Furthermore, commercial banks have applied stricter rules in loan approvals to ensure acceptable asset quality, pressuring the growth of overall household debt. Nonetheless, mortgage loans remain strong due to the government’s property stimulus offering privileges to those who opt in by the end of this quarter.
(Sources: K-ECON Analysis, SCB Economic Intelligence Center)
Thailand’s cabitnet approved measures namely cash handouts of THB 6.54 billion, equivalent to USD 256.5 million, and debt restructuring in order to aid the struggling farmers. The distribution of cash will provide assistance to 2.85 million farmers who earn up to THB 100,000 (USD 2,972) a year. As stated by an adviser to the commerce minister, that the overall economy is in recovery but commodity prices are still low and there are also drought issues. In addition, the government will structure debts of approximately THB 335 billion (USD 9.9 million) owned by 2.9 million farmers, aiming to save over THB 20 billion (USD 594.4 million) in interest costs for farmers over the next 5 years.
(Sources: Bangkok Post, Reuters)
Thailand’s economy grew 3.5% in 2Q16 thanks to a strong rebound in household consumption that inclined 3.8%. This is partly due to the government stimuli to boost during Songkran holidays. Farmers have slowing been getting incomes after draught subsided which consequently leads to greater spending on vehicles wherein sales rose a staggering 13.1%. Public investment which logged significant growth and lucrative tourism receipts continued to be major economic drivers in 1Q16.
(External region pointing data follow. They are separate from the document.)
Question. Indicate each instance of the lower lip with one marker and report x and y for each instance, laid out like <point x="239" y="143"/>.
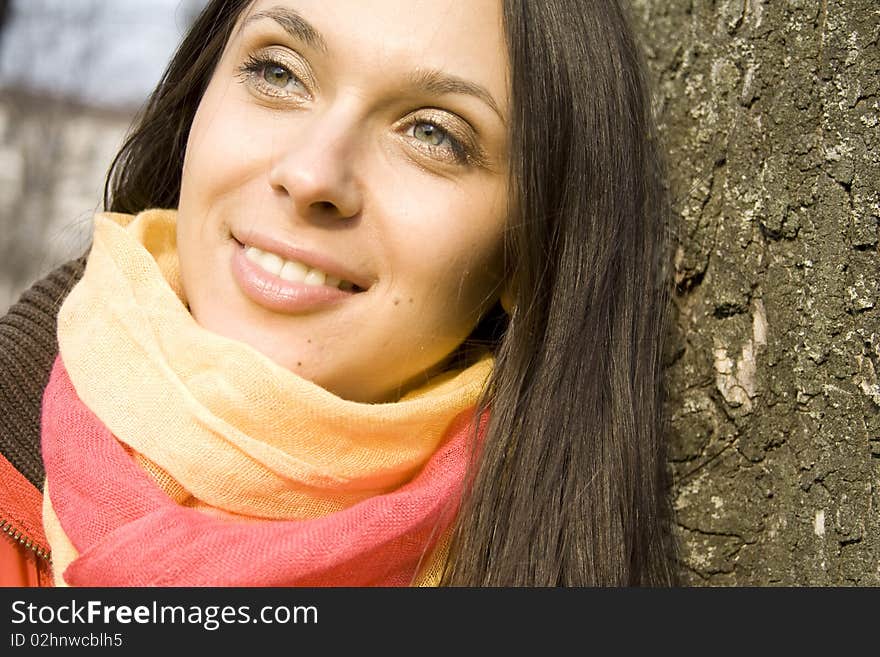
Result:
<point x="275" y="293"/>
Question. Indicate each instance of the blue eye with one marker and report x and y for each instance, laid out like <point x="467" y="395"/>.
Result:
<point x="270" y="77"/>
<point x="277" y="75"/>
<point x="430" y="134"/>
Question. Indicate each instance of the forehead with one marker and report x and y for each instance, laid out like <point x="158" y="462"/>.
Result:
<point x="460" y="37"/>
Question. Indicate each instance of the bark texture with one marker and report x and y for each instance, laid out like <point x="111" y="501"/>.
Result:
<point x="769" y="113"/>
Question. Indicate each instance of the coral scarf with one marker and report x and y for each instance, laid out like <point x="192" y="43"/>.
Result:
<point x="175" y="456"/>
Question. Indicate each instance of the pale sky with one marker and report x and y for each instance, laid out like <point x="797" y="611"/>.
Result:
<point x="101" y="51"/>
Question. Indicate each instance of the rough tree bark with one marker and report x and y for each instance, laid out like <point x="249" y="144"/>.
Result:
<point x="769" y="112"/>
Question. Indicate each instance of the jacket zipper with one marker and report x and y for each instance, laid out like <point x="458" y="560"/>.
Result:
<point x="9" y="529"/>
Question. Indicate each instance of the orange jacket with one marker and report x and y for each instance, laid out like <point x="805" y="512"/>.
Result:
<point x="24" y="551"/>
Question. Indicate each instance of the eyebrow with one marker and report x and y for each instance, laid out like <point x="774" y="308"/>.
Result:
<point x="292" y="23"/>
<point x="431" y="81"/>
<point x="438" y="83"/>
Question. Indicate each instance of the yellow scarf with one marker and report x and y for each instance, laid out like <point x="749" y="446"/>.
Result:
<point x="219" y="426"/>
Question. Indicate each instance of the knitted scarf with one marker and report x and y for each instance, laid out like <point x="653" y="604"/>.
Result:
<point x="177" y="457"/>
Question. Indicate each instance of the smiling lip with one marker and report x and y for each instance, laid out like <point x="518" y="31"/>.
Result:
<point x="309" y="259"/>
<point x="275" y="293"/>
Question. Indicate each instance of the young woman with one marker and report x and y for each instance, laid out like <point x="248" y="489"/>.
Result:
<point x="379" y="301"/>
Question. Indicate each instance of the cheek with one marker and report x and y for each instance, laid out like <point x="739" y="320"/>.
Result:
<point x="225" y="150"/>
<point x="453" y="249"/>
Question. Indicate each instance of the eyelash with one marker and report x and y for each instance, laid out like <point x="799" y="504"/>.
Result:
<point x="253" y="70"/>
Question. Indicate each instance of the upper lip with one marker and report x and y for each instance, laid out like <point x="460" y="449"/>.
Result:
<point x="309" y="258"/>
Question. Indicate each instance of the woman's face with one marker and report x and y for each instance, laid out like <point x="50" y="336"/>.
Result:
<point x="344" y="192"/>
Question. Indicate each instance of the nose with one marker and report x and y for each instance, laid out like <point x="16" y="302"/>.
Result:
<point x="316" y="169"/>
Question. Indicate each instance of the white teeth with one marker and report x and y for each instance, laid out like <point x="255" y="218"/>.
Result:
<point x="315" y="277"/>
<point x="293" y="271"/>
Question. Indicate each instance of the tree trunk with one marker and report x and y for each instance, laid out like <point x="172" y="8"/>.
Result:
<point x="769" y="113"/>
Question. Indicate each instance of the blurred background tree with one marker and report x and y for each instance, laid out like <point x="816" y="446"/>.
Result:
<point x="72" y="75"/>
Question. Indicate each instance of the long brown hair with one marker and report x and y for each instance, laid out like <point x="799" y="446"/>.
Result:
<point x="570" y="486"/>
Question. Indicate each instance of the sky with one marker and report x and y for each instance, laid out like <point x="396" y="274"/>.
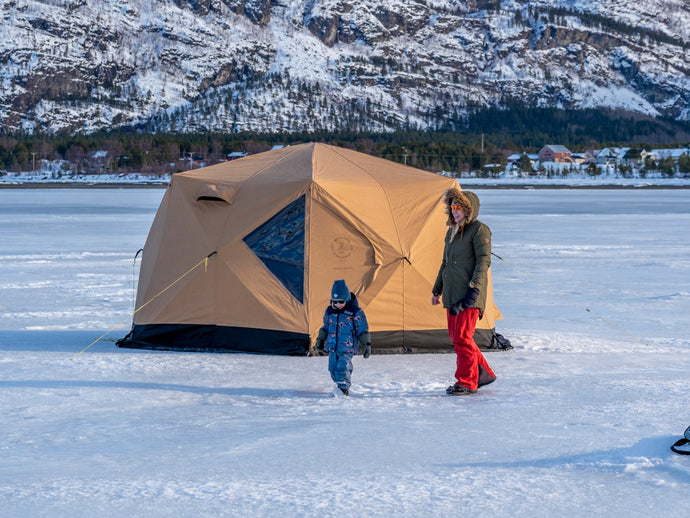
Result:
<point x="593" y="288"/>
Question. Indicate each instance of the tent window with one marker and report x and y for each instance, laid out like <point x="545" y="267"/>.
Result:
<point x="279" y="243"/>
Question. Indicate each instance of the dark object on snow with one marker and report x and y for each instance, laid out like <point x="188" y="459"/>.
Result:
<point x="484" y="377"/>
<point x="682" y="446"/>
<point x="459" y="390"/>
<point x="497" y="342"/>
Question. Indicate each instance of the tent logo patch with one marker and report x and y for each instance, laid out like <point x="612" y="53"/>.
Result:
<point x="279" y="243"/>
<point x="341" y="247"/>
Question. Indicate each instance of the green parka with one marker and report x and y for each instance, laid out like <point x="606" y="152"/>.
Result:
<point x="467" y="252"/>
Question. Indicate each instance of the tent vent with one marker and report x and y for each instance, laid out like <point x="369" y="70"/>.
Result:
<point x="279" y="243"/>
<point x="214" y="193"/>
<point x="210" y="198"/>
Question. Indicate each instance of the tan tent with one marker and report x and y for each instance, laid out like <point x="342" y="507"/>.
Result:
<point x="241" y="256"/>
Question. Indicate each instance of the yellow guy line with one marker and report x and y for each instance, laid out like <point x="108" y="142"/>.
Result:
<point x="205" y="263"/>
<point x="574" y="302"/>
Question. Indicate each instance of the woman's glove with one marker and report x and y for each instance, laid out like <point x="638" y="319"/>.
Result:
<point x="365" y="344"/>
<point x="470" y="298"/>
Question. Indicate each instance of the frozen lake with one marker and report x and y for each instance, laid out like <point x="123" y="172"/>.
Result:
<point x="595" y="293"/>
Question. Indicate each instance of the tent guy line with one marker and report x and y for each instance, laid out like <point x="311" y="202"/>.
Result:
<point x="574" y="302"/>
<point x="204" y="261"/>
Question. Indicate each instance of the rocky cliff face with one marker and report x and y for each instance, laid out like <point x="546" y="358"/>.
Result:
<point x="296" y="65"/>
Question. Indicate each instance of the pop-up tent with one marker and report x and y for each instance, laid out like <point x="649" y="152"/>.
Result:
<point x="241" y="256"/>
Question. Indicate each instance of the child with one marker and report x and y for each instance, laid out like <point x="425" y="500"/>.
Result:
<point x="344" y="326"/>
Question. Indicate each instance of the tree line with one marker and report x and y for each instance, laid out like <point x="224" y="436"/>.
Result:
<point x="466" y="142"/>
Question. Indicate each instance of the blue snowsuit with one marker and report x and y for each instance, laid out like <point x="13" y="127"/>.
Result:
<point x="344" y="327"/>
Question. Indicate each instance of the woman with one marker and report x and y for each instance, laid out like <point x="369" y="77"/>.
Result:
<point x="462" y="285"/>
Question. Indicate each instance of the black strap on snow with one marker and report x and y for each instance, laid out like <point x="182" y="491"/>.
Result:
<point x="680" y="442"/>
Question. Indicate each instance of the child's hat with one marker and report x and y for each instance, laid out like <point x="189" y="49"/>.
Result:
<point x="340" y="291"/>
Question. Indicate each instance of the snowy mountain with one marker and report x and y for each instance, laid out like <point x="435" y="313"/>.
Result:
<point x="311" y="65"/>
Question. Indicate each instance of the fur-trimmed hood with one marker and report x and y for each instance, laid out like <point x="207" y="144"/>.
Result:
<point x="468" y="200"/>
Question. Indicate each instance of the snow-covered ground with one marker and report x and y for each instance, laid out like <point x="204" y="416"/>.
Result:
<point x="595" y="295"/>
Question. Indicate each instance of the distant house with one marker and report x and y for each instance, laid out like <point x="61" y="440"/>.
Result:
<point x="235" y="155"/>
<point x="675" y="154"/>
<point x="554" y="153"/>
<point x="608" y="156"/>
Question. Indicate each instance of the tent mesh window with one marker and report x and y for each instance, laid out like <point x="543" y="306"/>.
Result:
<point x="279" y="243"/>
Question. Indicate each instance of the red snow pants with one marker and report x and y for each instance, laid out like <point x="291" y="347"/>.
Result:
<point x="469" y="357"/>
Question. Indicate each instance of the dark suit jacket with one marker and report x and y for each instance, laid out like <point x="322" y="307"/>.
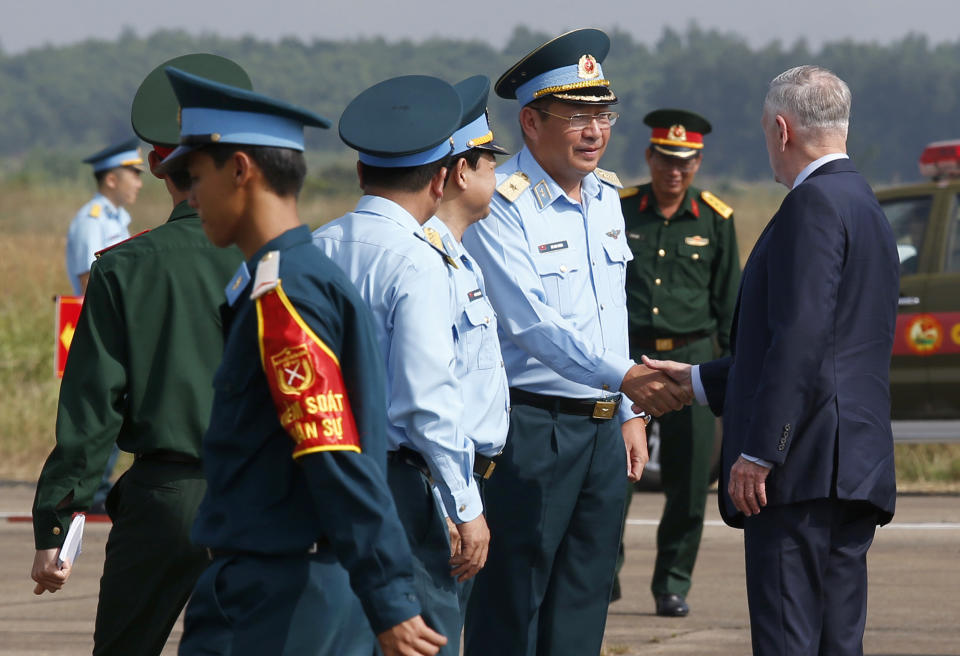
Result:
<point x="807" y="384"/>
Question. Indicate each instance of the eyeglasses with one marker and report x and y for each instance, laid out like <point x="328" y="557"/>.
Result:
<point x="682" y="165"/>
<point x="581" y="121"/>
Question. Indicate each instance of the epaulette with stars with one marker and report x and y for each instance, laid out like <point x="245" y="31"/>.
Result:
<point x="609" y="177"/>
<point x="112" y="246"/>
<point x="512" y="187"/>
<point x="718" y="205"/>
<point x="432" y="237"/>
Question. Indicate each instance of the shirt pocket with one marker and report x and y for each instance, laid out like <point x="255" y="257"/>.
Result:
<point x="693" y="263"/>
<point x="618" y="254"/>
<point x="482" y="348"/>
<point x="558" y="271"/>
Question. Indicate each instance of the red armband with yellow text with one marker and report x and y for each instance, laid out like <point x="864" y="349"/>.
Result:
<point x="305" y="380"/>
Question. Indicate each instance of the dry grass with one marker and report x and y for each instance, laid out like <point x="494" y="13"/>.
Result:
<point x="33" y="224"/>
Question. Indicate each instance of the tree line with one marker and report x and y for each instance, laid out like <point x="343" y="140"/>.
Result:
<point x="60" y="103"/>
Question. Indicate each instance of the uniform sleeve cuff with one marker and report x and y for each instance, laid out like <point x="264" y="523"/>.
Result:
<point x="462" y="505"/>
<point x="698" y="392"/>
<point x="390" y="605"/>
<point x="611" y="371"/>
<point x="757" y="461"/>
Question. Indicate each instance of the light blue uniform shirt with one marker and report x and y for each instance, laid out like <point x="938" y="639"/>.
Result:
<point x="97" y="225"/>
<point x="555" y="270"/>
<point x="480" y="369"/>
<point x="404" y="281"/>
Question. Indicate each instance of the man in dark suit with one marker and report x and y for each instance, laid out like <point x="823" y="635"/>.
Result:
<point x="807" y="448"/>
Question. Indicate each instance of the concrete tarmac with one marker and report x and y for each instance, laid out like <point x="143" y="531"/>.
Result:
<point x="914" y="602"/>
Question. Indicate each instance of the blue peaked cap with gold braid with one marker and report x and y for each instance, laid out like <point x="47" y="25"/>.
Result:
<point x="474" y="130"/>
<point x="212" y="112"/>
<point x="125" y="153"/>
<point x="401" y="122"/>
<point x="566" y="68"/>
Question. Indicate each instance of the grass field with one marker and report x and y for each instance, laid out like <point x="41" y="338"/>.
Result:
<point x="33" y="224"/>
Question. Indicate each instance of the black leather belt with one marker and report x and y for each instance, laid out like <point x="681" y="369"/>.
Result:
<point x="666" y="343"/>
<point x="165" y="455"/>
<point x="482" y="465"/>
<point x="601" y="409"/>
<point x="227" y="553"/>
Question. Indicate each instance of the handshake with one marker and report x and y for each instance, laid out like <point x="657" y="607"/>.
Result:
<point x="658" y="386"/>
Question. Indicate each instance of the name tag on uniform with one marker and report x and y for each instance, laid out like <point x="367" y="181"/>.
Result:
<point x="555" y="246"/>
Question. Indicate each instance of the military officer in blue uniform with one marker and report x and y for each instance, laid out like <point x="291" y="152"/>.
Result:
<point x="402" y="130"/>
<point x="681" y="291"/>
<point x="307" y="551"/>
<point x="104" y="220"/>
<point x="554" y="257"/>
<point x="149" y="335"/>
<point x="479" y="365"/>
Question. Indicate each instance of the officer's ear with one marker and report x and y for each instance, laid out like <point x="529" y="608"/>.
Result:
<point x="530" y="120"/>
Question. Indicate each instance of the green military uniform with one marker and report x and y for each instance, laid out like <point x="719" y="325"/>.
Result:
<point x="681" y="291"/>
<point x="139" y="375"/>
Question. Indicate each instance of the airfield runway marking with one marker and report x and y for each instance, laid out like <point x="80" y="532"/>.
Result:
<point x="903" y="526"/>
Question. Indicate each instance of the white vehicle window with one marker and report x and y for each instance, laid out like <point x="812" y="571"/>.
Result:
<point x="909" y="218"/>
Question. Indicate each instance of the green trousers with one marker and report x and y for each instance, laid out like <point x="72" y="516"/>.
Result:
<point x="150" y="566"/>
<point x="554" y="506"/>
<point x="686" y="451"/>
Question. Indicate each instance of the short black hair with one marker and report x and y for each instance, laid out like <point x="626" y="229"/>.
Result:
<point x="473" y="160"/>
<point x="284" y="169"/>
<point x="403" y="178"/>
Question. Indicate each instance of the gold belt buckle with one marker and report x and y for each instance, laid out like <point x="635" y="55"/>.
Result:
<point x="663" y="344"/>
<point x="488" y="472"/>
<point x="604" y="409"/>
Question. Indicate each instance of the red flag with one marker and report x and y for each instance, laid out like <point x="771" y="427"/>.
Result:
<point x="68" y="311"/>
<point x="305" y="380"/>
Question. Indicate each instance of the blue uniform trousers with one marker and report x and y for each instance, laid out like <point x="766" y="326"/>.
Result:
<point x="429" y="541"/>
<point x="299" y="605"/>
<point x="807" y="577"/>
<point x="554" y="506"/>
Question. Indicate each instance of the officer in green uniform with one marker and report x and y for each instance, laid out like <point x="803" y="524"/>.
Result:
<point x="145" y="350"/>
<point x="681" y="292"/>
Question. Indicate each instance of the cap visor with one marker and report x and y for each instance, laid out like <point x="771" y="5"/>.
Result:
<point x="175" y="160"/>
<point x="679" y="152"/>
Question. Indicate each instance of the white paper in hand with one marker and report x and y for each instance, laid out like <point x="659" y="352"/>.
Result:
<point x="73" y="542"/>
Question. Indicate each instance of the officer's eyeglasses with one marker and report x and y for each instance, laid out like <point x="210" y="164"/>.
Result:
<point x="581" y="121"/>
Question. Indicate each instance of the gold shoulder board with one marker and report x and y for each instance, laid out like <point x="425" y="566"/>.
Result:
<point x="718" y="205"/>
<point x="512" y="187"/>
<point x="609" y="177"/>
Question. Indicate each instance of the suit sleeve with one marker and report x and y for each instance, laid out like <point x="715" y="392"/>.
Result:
<point x="90" y="412"/>
<point x="806" y="253"/>
<point x="346" y="470"/>
<point x="725" y="281"/>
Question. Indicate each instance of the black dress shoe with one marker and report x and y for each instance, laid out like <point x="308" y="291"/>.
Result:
<point x="672" y="606"/>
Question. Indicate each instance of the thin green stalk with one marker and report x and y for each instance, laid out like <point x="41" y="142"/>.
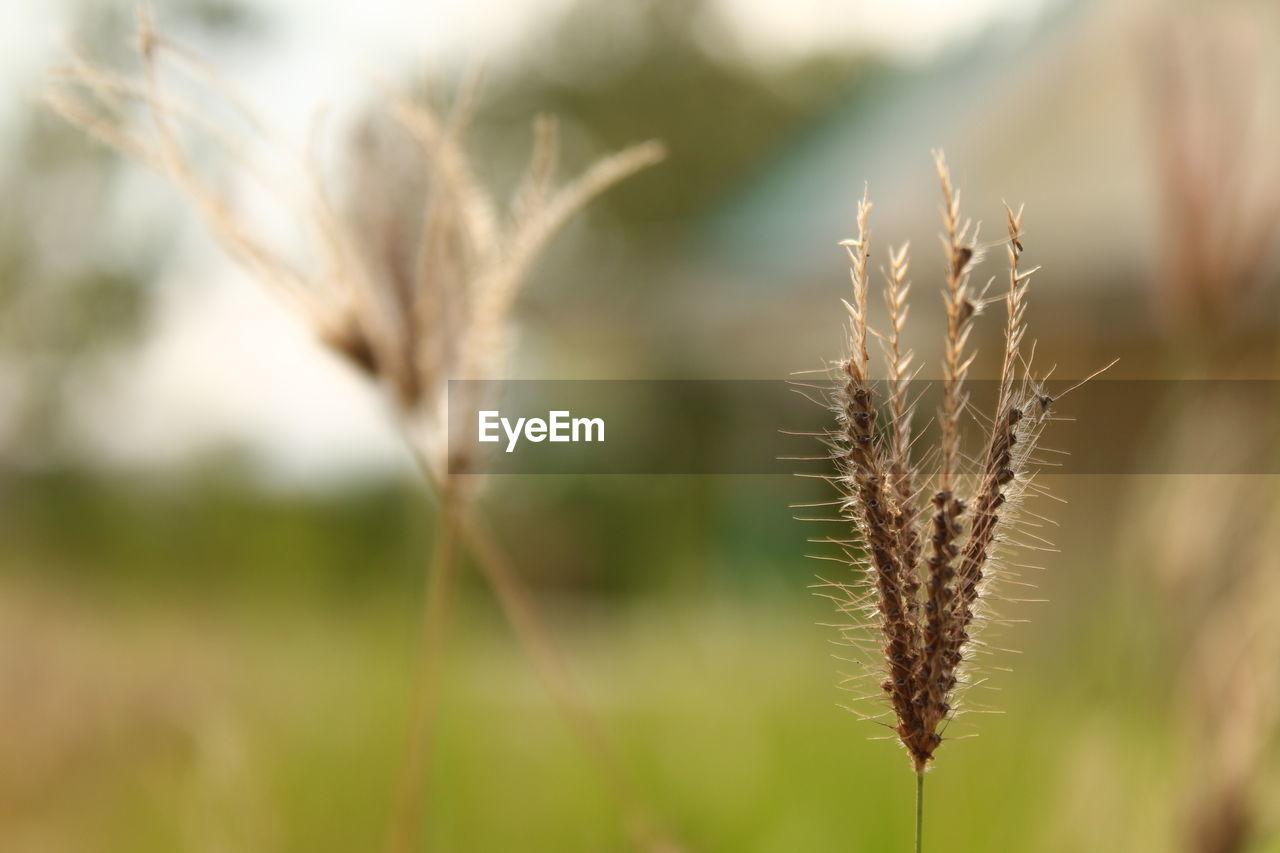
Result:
<point x="919" y="810"/>
<point x="411" y="789"/>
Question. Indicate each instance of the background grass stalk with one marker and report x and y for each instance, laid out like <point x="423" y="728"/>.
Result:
<point x="411" y="792"/>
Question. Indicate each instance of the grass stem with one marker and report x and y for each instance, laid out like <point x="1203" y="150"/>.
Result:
<point x="919" y="810"/>
<point x="411" y="788"/>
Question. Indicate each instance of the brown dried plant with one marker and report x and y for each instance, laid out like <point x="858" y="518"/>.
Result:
<point x="412" y="281"/>
<point x="928" y="543"/>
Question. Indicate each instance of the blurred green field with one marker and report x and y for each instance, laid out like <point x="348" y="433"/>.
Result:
<point x="254" y="715"/>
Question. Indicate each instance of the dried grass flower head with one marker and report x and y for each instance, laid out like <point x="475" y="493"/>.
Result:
<point x="931" y="528"/>
<point x="414" y="274"/>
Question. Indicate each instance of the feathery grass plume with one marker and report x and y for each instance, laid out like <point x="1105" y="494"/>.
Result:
<point x="412" y="278"/>
<point x="927" y="547"/>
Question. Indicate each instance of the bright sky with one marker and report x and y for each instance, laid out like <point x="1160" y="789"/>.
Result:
<point x="227" y="361"/>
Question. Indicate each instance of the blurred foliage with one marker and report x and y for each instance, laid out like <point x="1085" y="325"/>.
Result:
<point x="71" y="290"/>
<point x="664" y="69"/>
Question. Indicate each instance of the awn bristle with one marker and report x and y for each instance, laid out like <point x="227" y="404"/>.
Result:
<point x="928" y="570"/>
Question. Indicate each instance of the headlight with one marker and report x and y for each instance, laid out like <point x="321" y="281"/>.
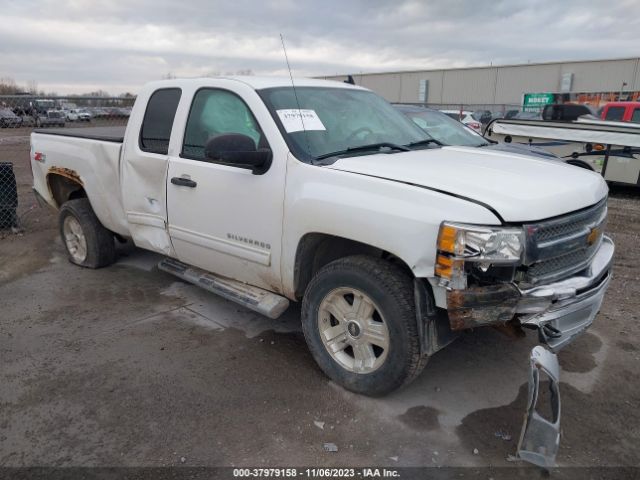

(Sources: K-ECON Analysis, Economy.com)
Thailand’s deputy prime minister has announced that the government’s new incentives and support package will be implemented in Q3 of 2016. Planned incentives include corporate and personal income tax privileges beyond those already provided by Thailand’s Board of Investment (BOI). Tax exemptions and other initiatives are aimed at boosting capital inflows into Thailand, particularly focused on tapping investment for planned industrial clusters in the eastern economic corridor (EEC) project, an initiative of the public-private Pracha Rath scheme.
The government will also provide around 4,160 ha of land as well as key infrastructure such as the East-West ferry development project to develop and support dedicated industrial estates – biotech, biofuel, aviation, IT and digital, medicine and medical equipment – throughout the EEC, with an expected total investment of between USD 55 billion and USD 58 million.